Si c’était un son ce serait le bruit des tambours
Si c’était un prénom ce serait Brenus
Si c’était un monument ce serait la maison d’Abraham
Si c’était un homme et une femme célèbre ce serait Louis IX et Marguerite de Provence
Si c’était un point cardinal ce serait au sud de Paris
Si c’était un fleuve je dirais qu’il passe à Paris mais qu’il n’en porte pas le nom

2) Changer de vie

Jules Thomas vivait à Paris dans un confortable appartement d’un immeuble haussmannien. A trente ans il était un des avocats d’une banque renommée. Lui qui était né dans un village de Corrèze où ses parents tenaient l’unique épicerie, il avait comme on dit « bien réussi » et faisait la fierté de ses parents. Toujours tiré à quatre épingles, il n’était pas particulièrement beau mais son amabilité et sa bonne humeur le rendaient sympathique et apprécié de ses collègues. Il sortait peu, privilégiant son travail et n’ayant pas de goût pour la vie trépidante de la capitale.

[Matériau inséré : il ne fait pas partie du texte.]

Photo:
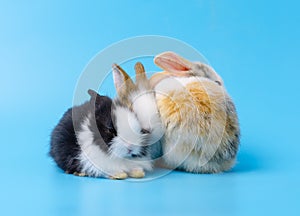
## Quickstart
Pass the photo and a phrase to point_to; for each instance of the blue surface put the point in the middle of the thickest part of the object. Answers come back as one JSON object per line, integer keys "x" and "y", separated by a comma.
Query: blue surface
{"x": 254, "y": 45}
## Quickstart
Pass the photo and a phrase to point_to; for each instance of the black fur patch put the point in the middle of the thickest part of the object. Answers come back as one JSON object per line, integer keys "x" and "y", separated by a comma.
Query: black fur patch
{"x": 64, "y": 146}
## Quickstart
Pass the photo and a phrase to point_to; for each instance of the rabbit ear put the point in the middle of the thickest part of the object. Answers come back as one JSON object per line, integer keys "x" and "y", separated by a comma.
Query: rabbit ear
{"x": 122, "y": 81}
{"x": 95, "y": 97}
{"x": 140, "y": 72}
{"x": 173, "y": 63}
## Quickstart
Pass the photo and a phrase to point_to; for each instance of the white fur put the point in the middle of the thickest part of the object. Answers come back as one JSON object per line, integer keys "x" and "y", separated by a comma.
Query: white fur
{"x": 144, "y": 106}
{"x": 128, "y": 126}
{"x": 97, "y": 163}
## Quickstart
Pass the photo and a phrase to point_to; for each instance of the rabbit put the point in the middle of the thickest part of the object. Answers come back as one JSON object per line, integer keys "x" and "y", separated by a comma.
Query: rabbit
{"x": 102, "y": 138}
{"x": 140, "y": 98}
{"x": 202, "y": 132}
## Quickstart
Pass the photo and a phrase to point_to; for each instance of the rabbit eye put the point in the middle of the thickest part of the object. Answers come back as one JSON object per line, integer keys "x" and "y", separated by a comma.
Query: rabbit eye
{"x": 145, "y": 131}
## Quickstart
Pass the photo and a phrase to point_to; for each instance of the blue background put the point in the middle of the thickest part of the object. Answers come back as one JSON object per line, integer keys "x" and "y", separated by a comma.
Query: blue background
{"x": 254, "y": 46}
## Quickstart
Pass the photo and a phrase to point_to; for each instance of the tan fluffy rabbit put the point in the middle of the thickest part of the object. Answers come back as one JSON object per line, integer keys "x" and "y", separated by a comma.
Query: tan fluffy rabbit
{"x": 202, "y": 129}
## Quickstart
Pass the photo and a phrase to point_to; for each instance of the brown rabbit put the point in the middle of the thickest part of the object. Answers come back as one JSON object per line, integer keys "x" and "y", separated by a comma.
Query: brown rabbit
{"x": 202, "y": 129}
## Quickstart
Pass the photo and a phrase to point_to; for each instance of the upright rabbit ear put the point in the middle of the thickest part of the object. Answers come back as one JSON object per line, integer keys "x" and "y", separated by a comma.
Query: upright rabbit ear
{"x": 173, "y": 63}
{"x": 140, "y": 73}
{"x": 122, "y": 81}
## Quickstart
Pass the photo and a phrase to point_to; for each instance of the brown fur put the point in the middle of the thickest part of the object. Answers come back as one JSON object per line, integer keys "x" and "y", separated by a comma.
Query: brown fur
{"x": 202, "y": 129}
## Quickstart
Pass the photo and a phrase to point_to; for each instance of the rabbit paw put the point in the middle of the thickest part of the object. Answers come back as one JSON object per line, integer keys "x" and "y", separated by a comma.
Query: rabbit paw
{"x": 119, "y": 176}
{"x": 137, "y": 173}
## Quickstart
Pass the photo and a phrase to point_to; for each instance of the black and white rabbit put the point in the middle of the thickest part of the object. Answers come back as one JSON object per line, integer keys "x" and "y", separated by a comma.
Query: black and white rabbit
{"x": 102, "y": 138}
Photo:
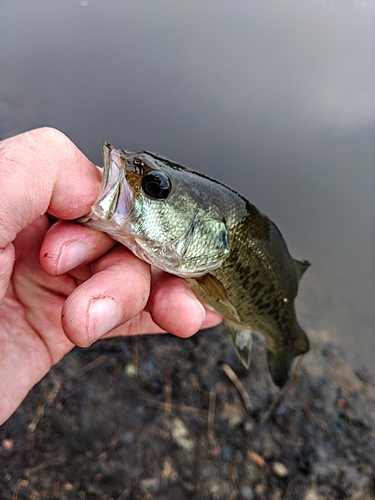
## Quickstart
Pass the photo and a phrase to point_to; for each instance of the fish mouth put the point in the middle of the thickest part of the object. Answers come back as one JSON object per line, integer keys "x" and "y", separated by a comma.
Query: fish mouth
{"x": 115, "y": 199}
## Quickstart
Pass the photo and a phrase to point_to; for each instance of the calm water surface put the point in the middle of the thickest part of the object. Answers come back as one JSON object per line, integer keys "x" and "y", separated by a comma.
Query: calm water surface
{"x": 274, "y": 98}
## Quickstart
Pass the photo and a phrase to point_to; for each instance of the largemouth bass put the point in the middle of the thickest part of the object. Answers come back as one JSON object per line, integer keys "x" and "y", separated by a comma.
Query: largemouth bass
{"x": 232, "y": 255}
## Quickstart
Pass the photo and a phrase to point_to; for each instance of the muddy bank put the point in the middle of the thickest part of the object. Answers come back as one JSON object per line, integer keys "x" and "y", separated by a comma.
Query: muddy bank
{"x": 158, "y": 417}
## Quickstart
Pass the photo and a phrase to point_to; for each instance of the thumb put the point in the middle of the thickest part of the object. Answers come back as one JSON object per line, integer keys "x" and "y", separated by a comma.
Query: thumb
{"x": 43, "y": 171}
{"x": 6, "y": 268}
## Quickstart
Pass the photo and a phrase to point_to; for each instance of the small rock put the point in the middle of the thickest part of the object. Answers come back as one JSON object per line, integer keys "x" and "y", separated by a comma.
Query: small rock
{"x": 247, "y": 493}
{"x": 279, "y": 469}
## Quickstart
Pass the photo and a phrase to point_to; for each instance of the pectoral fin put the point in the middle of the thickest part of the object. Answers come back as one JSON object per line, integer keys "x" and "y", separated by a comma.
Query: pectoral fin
{"x": 212, "y": 291}
{"x": 242, "y": 340}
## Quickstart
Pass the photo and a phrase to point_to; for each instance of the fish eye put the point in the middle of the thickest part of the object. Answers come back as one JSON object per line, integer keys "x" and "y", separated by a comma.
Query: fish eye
{"x": 157, "y": 185}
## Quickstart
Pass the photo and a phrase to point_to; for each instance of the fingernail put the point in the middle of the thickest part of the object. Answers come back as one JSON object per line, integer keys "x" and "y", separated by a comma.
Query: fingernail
{"x": 104, "y": 315}
{"x": 72, "y": 255}
{"x": 197, "y": 304}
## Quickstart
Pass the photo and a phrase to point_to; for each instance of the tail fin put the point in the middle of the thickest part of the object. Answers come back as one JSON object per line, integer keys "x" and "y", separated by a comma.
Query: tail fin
{"x": 279, "y": 363}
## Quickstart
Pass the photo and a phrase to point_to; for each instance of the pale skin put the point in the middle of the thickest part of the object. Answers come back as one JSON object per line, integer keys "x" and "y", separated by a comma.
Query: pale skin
{"x": 62, "y": 284}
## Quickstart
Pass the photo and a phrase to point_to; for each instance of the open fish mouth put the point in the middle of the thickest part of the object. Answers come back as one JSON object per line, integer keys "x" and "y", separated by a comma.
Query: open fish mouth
{"x": 116, "y": 199}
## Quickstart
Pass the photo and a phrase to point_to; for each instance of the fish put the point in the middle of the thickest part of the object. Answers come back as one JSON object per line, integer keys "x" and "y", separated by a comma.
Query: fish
{"x": 195, "y": 227}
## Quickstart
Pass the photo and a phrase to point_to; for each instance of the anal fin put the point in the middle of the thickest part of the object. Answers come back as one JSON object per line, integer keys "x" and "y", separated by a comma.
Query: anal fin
{"x": 242, "y": 340}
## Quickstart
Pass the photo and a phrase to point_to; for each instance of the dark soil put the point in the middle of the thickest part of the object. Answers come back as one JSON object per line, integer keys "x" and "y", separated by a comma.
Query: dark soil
{"x": 157, "y": 417}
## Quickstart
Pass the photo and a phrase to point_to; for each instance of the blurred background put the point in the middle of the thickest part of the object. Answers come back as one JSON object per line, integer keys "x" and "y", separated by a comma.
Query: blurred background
{"x": 275, "y": 99}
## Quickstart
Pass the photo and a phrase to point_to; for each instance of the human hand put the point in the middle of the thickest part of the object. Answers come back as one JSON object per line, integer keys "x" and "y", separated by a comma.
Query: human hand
{"x": 64, "y": 284}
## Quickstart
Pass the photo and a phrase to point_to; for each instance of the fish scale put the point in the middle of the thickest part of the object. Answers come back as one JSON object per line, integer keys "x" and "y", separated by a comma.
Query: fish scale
{"x": 232, "y": 255}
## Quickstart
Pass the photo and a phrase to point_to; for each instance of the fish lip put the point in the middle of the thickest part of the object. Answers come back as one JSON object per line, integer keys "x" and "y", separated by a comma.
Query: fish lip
{"x": 116, "y": 199}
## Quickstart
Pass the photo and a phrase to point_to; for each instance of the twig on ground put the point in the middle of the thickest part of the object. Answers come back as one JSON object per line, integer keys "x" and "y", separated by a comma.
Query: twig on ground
{"x": 238, "y": 385}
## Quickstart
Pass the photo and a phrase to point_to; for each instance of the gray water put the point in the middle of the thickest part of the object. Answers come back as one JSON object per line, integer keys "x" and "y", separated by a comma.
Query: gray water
{"x": 274, "y": 98}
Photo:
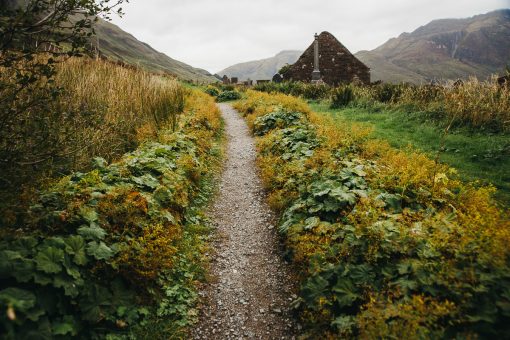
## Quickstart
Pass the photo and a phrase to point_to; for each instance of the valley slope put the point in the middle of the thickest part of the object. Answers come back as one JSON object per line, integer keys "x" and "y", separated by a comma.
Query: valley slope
{"x": 443, "y": 49}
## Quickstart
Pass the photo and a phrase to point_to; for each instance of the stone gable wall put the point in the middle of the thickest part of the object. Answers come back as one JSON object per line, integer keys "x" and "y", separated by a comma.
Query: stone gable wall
{"x": 336, "y": 63}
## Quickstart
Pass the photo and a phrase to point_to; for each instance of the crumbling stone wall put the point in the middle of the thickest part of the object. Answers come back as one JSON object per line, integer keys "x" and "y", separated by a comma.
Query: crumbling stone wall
{"x": 336, "y": 63}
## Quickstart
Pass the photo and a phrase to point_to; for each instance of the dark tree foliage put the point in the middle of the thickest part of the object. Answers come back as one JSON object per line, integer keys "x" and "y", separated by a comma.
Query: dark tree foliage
{"x": 35, "y": 35}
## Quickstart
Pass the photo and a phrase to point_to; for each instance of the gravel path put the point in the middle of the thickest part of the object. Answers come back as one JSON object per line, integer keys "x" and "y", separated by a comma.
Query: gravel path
{"x": 250, "y": 289}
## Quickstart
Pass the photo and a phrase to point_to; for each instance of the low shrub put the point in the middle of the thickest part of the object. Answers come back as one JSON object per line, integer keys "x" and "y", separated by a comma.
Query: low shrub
{"x": 341, "y": 97}
{"x": 228, "y": 96}
{"x": 388, "y": 243}
{"x": 111, "y": 252}
{"x": 212, "y": 91}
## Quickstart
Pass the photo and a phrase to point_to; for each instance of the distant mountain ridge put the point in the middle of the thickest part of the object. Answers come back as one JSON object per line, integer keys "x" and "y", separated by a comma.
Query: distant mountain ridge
{"x": 443, "y": 49}
{"x": 116, "y": 44}
{"x": 261, "y": 69}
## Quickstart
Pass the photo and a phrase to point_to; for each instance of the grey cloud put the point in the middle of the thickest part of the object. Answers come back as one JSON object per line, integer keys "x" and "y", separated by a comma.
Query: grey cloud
{"x": 217, "y": 34}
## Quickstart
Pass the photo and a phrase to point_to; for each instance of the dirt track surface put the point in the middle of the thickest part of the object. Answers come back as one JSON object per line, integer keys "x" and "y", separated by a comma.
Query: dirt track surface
{"x": 251, "y": 286}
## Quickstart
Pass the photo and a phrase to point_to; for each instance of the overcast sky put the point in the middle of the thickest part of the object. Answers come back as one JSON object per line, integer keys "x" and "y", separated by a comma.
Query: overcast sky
{"x": 215, "y": 34}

Il était célibataire, avait eu quelques aventures amoureuses qui n’avaient pas duré.
Il était satisfait de sa vie autant privée que professionnelle jusqu’au jour où un de ses collègues qui lui était le plus proche, décéda brusquement d’une crise cardiaque au bureau. Le choc fut brutal pour tous les employés du cabinet d’avocat. Il fut plus profond pour Jules Thomas. Il prit la semaine de vacances à laquelle il avait droit et s’enferma chez lui, déprimé. A la fin de la semaine personne n’aurait pu reconnaître Jules Thomas avec sa barbe, un vieux jean défraîchi, un pull informe et des baskets aux piedx quand il sortit de chez lui. Il fonça chez son notaire, mit en vente son luxueux appartement et ses meubles. Il démissionna sans donner de raison au grand étonnement de tous.
Trois ans plus tard, on le retrouvait sur les routes de Corrèze tirant avec sa voiture une micro-maison. Il stationnait quelques jours ou quelques semaines près d’un village, donnait des cours aux enfants des écoles qui venaient volontiers dans sa maison vu qu’ils adoraient. Jules Thomas vivait de peu mais il était enfin heureux bien que toujours célibataire. Sa micro-maison lui suffisait et sa vie itinérante le comblait.